Especially in his Apologia pro Galileo (written in 1616, published in 1622), Campanella accepts and pays considerable attention to the popular notion of the two Books of Scripture and of Nature. In the Apologia, he presents an important statement about freedom of thought and the relationship between God’s two Books, though without in any way committing himself to the Copernican system that Galileo had defended (see Copernicus, N.; Galilei, Galileo §§1, 4). In what seems to be a continuous adjustment of the evidence from the two Books in order to achieve their conformity or agreement, Campanella grants both precedence and pre-eminence to the first Book, that of Nature. Yet while the new discoveries provided by the first Book would seem to dictate a reinterpretation of the second that would bring Scripture into conformity with Nature, the entire intellectual enterprise is predicated on the underlying assumption and confidence that there can be no disagreement between what is offered in the Book of Scripture and the findings of the Book of Nature.



3 Metaphysics


Campanella’s philosophy of nature is inspired by Telesio’s effort to explain nature through its own principles (iuxta propria principia) (see Telesio §2). From his first published work, he announced his opposition to Aristotle’s hylomorphism. He rejects the idea of matter as pure potency actualized by form, and attributes to it a measure of reality all its own. Nor does he accept form in the scholastic sense, seeing it as the mode or quality of an object. Scorning the Aristotelian structure of matter as potency and form (whether substantial or accidental) as act, Campanella hoped to build a new edifice on the Telesian foundation of heat and cold as active principles contending for sole mastery of matter as passive substratum. Unfortunately, inconsistency in terminology obscures the clarity of his distinctions and he was by no means completely successful in disentangling himself from the conceptual world and terminology of the Aristotelian tradition.

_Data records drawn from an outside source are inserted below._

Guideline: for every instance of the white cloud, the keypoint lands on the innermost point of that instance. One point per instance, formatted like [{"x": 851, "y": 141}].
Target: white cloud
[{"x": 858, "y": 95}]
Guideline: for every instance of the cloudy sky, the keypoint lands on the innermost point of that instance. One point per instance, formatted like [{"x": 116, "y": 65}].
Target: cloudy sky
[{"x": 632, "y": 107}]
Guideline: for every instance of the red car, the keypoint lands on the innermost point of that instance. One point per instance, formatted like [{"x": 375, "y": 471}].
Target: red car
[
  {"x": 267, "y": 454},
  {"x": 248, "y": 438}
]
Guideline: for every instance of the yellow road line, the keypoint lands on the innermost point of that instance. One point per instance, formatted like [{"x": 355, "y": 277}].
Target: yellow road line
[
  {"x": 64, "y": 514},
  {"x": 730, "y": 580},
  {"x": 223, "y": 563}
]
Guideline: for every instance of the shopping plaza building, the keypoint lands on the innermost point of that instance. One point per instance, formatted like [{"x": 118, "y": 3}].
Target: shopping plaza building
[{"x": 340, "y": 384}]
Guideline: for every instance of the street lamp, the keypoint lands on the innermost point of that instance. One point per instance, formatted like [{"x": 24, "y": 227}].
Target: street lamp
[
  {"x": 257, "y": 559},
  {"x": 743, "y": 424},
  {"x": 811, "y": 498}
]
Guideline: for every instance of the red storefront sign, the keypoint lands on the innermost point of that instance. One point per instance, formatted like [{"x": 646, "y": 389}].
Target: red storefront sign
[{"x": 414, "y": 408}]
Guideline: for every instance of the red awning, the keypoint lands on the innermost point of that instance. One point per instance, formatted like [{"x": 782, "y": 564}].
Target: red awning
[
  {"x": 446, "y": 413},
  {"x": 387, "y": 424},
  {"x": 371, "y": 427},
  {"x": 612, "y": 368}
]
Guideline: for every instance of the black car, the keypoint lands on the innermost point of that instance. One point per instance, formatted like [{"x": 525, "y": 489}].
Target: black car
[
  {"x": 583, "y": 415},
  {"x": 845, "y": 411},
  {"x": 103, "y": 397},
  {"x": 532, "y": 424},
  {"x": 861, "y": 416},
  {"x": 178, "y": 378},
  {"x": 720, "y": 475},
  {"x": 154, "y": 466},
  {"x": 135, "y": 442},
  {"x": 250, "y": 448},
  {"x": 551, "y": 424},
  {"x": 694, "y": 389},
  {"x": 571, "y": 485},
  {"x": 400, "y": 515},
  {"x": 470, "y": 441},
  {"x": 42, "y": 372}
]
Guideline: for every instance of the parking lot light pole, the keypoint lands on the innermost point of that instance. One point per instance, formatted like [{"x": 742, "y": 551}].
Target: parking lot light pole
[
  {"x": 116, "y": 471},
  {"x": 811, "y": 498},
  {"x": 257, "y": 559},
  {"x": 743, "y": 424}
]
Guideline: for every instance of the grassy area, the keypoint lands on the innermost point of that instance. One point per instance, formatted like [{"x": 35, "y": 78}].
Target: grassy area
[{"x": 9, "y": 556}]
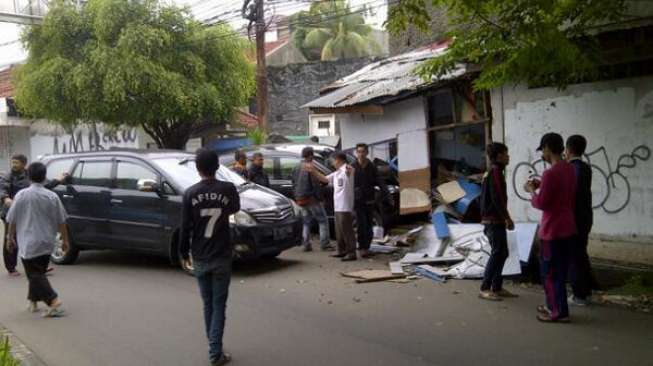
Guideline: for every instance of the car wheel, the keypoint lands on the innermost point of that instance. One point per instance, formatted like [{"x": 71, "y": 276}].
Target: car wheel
[
  {"x": 60, "y": 256},
  {"x": 271, "y": 255}
]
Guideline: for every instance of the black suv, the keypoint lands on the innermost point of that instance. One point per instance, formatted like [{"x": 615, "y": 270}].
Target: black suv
[
  {"x": 131, "y": 200},
  {"x": 279, "y": 165}
]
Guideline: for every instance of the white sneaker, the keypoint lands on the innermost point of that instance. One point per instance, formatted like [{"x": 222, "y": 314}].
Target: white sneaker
[
  {"x": 574, "y": 301},
  {"x": 54, "y": 312},
  {"x": 33, "y": 307}
]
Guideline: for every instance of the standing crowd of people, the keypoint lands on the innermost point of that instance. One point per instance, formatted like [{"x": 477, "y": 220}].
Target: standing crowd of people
[
  {"x": 34, "y": 215},
  {"x": 564, "y": 195}
]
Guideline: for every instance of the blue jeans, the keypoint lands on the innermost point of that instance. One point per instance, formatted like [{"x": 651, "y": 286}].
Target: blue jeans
[
  {"x": 315, "y": 211},
  {"x": 554, "y": 265},
  {"x": 214, "y": 280}
]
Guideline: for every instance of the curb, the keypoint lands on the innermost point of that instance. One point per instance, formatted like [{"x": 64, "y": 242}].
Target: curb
[{"x": 19, "y": 350}]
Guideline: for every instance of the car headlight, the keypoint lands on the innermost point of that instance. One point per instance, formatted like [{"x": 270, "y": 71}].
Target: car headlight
[
  {"x": 241, "y": 218},
  {"x": 296, "y": 209}
]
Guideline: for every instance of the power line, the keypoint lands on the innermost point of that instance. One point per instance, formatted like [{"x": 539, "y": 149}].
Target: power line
[
  {"x": 364, "y": 7},
  {"x": 335, "y": 15}
]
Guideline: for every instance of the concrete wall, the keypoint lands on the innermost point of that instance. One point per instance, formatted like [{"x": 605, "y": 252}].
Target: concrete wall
[
  {"x": 616, "y": 117},
  {"x": 292, "y": 86},
  {"x": 400, "y": 117},
  {"x": 53, "y": 139}
]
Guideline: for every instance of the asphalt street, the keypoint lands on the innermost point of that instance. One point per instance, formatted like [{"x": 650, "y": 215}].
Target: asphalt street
[{"x": 126, "y": 309}]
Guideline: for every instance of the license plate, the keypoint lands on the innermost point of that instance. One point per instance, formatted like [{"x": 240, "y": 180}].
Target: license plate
[{"x": 282, "y": 232}]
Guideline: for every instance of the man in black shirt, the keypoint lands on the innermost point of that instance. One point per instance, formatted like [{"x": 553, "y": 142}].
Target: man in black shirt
[
  {"x": 366, "y": 178},
  {"x": 205, "y": 233},
  {"x": 256, "y": 173},
  {"x": 240, "y": 164},
  {"x": 580, "y": 268}
]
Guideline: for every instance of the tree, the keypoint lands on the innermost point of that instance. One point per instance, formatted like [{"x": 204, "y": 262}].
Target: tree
[
  {"x": 332, "y": 31},
  {"x": 539, "y": 42},
  {"x": 137, "y": 63}
]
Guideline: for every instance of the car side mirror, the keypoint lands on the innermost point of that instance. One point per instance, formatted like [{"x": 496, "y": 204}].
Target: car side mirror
[
  {"x": 148, "y": 185},
  {"x": 67, "y": 179}
]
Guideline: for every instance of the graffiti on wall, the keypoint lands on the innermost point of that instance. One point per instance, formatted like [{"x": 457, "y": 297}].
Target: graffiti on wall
[
  {"x": 93, "y": 139},
  {"x": 611, "y": 189}
]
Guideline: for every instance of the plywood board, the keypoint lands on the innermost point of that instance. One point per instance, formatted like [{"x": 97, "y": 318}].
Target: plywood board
[{"x": 451, "y": 192}]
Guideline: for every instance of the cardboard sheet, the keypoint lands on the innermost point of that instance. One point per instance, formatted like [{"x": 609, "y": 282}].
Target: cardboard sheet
[{"x": 451, "y": 192}]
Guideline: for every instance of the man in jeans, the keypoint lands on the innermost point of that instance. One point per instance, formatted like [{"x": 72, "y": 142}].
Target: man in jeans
[
  {"x": 205, "y": 235},
  {"x": 580, "y": 267},
  {"x": 34, "y": 218},
  {"x": 496, "y": 219},
  {"x": 555, "y": 195},
  {"x": 308, "y": 195},
  {"x": 342, "y": 181},
  {"x": 366, "y": 179}
]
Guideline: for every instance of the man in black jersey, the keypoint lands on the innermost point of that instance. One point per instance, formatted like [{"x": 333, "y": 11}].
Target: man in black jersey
[{"x": 207, "y": 206}]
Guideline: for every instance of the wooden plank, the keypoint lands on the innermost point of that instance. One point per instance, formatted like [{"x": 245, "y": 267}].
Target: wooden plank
[{"x": 364, "y": 109}]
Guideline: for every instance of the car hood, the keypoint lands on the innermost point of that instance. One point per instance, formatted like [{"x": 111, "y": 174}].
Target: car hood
[{"x": 254, "y": 197}]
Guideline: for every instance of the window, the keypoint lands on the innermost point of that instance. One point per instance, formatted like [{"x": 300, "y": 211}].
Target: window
[
  {"x": 441, "y": 108},
  {"x": 286, "y": 167},
  {"x": 128, "y": 175},
  {"x": 93, "y": 173},
  {"x": 57, "y": 167},
  {"x": 268, "y": 166}
]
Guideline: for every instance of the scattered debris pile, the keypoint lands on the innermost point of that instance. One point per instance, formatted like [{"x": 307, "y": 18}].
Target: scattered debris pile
[{"x": 455, "y": 245}]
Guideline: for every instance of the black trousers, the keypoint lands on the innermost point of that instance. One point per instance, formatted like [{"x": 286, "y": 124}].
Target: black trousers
[
  {"x": 10, "y": 257},
  {"x": 364, "y": 225},
  {"x": 498, "y": 237},
  {"x": 580, "y": 269},
  {"x": 39, "y": 286}
]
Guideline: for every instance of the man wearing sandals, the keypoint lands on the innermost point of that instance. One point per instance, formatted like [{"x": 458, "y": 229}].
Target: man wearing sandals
[
  {"x": 34, "y": 218},
  {"x": 555, "y": 195}
]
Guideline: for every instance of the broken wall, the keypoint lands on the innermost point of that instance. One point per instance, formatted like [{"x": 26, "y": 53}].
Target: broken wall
[{"x": 616, "y": 117}]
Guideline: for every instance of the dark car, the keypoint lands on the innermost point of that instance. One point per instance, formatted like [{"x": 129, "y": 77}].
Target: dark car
[
  {"x": 131, "y": 200},
  {"x": 279, "y": 166}
]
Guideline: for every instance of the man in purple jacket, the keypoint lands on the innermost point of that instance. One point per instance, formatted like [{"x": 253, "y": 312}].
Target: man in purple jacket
[{"x": 555, "y": 196}]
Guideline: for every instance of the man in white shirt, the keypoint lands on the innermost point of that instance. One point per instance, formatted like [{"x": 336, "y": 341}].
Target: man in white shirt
[
  {"x": 342, "y": 181},
  {"x": 34, "y": 218}
]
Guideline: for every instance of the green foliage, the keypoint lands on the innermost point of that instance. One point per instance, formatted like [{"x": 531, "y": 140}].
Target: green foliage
[
  {"x": 139, "y": 63},
  {"x": 6, "y": 358},
  {"x": 330, "y": 30},
  {"x": 257, "y": 136},
  {"x": 539, "y": 42}
]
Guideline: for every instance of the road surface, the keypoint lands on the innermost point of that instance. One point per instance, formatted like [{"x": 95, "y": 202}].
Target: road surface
[{"x": 125, "y": 309}]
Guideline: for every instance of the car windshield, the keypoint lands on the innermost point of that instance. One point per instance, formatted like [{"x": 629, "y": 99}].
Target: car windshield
[{"x": 182, "y": 169}]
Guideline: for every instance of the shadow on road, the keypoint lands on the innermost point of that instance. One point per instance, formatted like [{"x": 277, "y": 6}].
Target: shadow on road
[{"x": 147, "y": 262}]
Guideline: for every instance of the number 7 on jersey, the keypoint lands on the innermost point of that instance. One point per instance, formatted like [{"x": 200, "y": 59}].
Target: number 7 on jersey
[{"x": 214, "y": 213}]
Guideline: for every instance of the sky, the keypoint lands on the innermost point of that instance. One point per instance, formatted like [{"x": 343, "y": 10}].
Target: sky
[{"x": 12, "y": 51}]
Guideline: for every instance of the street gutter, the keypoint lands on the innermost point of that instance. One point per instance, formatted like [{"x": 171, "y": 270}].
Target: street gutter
[{"x": 19, "y": 350}]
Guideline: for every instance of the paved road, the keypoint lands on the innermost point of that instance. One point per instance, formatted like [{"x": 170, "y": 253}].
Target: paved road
[{"x": 129, "y": 310}]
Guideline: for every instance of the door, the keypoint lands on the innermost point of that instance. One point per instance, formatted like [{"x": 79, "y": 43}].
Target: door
[
  {"x": 284, "y": 167},
  {"x": 87, "y": 201},
  {"x": 136, "y": 216}
]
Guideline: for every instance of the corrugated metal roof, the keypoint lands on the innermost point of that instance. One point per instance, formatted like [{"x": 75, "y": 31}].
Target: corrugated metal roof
[{"x": 385, "y": 78}]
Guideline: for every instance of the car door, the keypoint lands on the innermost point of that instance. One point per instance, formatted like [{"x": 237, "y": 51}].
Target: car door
[
  {"x": 283, "y": 179},
  {"x": 137, "y": 216},
  {"x": 86, "y": 199}
]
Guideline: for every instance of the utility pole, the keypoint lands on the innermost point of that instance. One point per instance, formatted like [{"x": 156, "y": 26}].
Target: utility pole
[
  {"x": 261, "y": 70},
  {"x": 254, "y": 11}
]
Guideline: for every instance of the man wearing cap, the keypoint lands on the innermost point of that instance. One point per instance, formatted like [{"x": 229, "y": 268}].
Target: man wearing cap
[
  {"x": 309, "y": 196},
  {"x": 554, "y": 195}
]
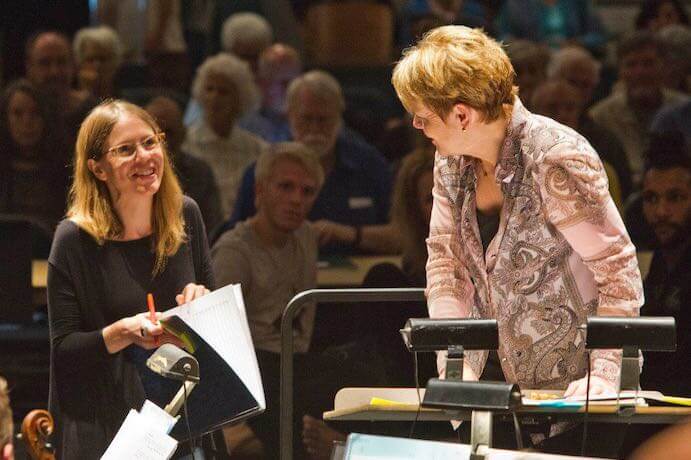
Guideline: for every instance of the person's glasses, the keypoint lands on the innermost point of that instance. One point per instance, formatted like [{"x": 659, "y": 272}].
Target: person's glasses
[{"x": 127, "y": 150}]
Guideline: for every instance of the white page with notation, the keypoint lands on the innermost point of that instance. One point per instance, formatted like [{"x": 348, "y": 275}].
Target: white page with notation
[{"x": 220, "y": 319}]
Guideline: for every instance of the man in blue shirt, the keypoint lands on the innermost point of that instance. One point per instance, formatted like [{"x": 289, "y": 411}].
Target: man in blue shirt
[{"x": 352, "y": 209}]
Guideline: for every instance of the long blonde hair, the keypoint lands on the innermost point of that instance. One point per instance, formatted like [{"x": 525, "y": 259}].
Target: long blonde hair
[{"x": 90, "y": 205}]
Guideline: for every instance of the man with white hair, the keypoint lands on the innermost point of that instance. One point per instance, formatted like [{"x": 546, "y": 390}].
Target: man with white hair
[
  {"x": 224, "y": 87},
  {"x": 246, "y": 35},
  {"x": 278, "y": 65},
  {"x": 352, "y": 209},
  {"x": 98, "y": 55},
  {"x": 578, "y": 67}
]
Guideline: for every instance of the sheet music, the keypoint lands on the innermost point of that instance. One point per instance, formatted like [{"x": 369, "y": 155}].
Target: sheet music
[
  {"x": 139, "y": 438},
  {"x": 220, "y": 319}
]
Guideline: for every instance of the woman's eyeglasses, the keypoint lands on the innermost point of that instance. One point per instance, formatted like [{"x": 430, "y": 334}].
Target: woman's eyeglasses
[{"x": 127, "y": 150}]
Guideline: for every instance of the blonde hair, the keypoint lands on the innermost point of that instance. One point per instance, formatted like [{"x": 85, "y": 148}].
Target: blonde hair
[
  {"x": 90, "y": 205},
  {"x": 456, "y": 64},
  {"x": 6, "y": 426},
  {"x": 405, "y": 208},
  {"x": 293, "y": 151}
]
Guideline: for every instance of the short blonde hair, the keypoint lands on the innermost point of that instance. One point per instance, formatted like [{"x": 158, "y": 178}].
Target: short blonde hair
[
  {"x": 456, "y": 64},
  {"x": 293, "y": 151},
  {"x": 6, "y": 426},
  {"x": 90, "y": 205},
  {"x": 237, "y": 72}
]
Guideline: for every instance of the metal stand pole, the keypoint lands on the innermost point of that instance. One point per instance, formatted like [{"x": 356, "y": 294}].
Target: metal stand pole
[{"x": 293, "y": 307}]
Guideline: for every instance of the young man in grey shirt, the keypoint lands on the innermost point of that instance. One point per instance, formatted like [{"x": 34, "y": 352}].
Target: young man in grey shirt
[{"x": 273, "y": 256}]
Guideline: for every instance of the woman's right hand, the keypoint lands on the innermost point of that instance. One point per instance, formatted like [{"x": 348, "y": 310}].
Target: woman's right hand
[{"x": 138, "y": 330}]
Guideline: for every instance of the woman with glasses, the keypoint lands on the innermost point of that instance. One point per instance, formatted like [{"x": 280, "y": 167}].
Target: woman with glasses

Campanella confidently asserted that the senses perceived body directly: body is body in its own right without needing an abstract form to make it so. Having renounced substantial forms, he substituted the two active principles of heat and cold. Form is replaced by temperamentum, the arrangement and blending of internal parts, as the structure of matter. A more positive evaluation of Campanella’s rejection of hylomorphism has detected in this departure from the traditional Aristotelian metaphysical supports a desire to reduce occult phenomena to mechanical contact, to some sort of material force, or to an inhering structural resonance in all things.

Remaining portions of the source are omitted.